The APCo Renewable Energy division faces a number of environmental risks that are normal aspects of operating within its business segment. The primary environmental risks associated with the operation of a hydroelectric facility include possible dam failure which results in upstream or downstream flooding and equipment failure which result in oil or other lubricants being spilled into the waterway. In addition, the operation of a hydroelectric facility may cause the water in the associated waterway to flow faster, or slower, which could result in water flow issues which impact fish population, water quality and potential increases in soil erosion around a dam facility. In order to monitor and mitigate these risks, APCo completes facility inspections at minimum on an annual basis and ensures its facilities are in compliance with the appropriate regulatory requirements for the specific facility. Federal regulators in the U.S. inspect certain hydroelectric facilities on an annual basis and complete an environmental inspection every 3-5 years.
The primary environmental risks associated with the operation of a wind farm include potential harm to the local and migratory bird population, potential harm to the local bat population as well as concerns over noise levels and visual ‘harm’ to the scenic environment around the wind farm. As part of the federal and provincial approval of the St. Leon wind project, certain pre-construction and post construction monitoring studies were required. No significant issues were identified as a result of these studies. In order to monitor and mitigate these risks,
48
APCo completes facility inspections at minimum on an annual basis and ensures its facilities are in compliance with the appropriate regulatory requirements for the specific facility.
The APCo Thermal Energy division faces a number of environmental risks that are normal aspects of operating within its business segment. The primary environmental risks associated with the operation of a cogeneration facility include potential air quality and emissions issues, soil contamination resulting from oil spills and issues around the storage and handling of chemicals used in normal operations. In order to monitor and mitigate these risks, and to remain within the regulatory requirements appropriate for the specific facility, APCo maintains continuous emissions monitoring systems, performs regular stack testing and tests the calibration of monitoring equipment. The primary environmental risks associated with the operation of an incineration facility include potential air quality, odour and emissions issues, soil contamination resulting from oil or other chemical spills and issues around the storage and handling of municipal solid waste. In order to monitor and mitigate these risks, and to remain within the regulatory requirements appropriate for the specific facility, APCo maintains continuous emissions monitoring systems, performs annual stack testing and completes an annual technical evaluation of ash composition.

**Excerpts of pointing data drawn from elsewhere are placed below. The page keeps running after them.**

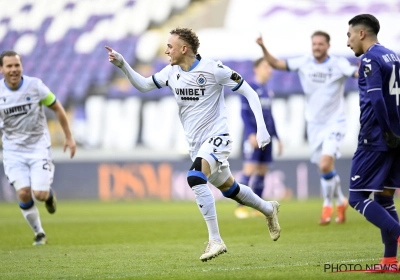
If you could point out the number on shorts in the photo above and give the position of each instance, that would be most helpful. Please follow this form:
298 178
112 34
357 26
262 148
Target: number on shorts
394 84
47 165
217 142
336 135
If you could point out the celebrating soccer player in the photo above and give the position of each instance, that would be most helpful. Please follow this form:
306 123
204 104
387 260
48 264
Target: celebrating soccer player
322 77
197 84
27 158
256 161
376 162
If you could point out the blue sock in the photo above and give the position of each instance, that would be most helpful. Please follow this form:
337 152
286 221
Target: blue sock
258 185
50 198
390 243
244 179
374 213
27 205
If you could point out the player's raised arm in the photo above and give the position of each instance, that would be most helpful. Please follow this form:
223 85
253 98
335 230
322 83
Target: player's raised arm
273 61
263 137
138 81
62 118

Liberty Water faces a number of environmental risks that are normal aspects of operating within its business segment. The primary environmental risks associated with the operation of a wastewater treatment facility include potential air quality and odour management issues, wastewater spills and surface and ground water contamination. In order to monitor and mitigate these risks, and to remain within the regulatory requirements appropriate for the specific facility, Liberty Water maintains ongoing sampling and testing programs as required in its operational jurisdiction, including annual field investigations by management. It also has a preventative maintenance program to reduce the risk of leaks and other mechanical failures within the wastewater collection system and at the wastewater treatment plants that it operates.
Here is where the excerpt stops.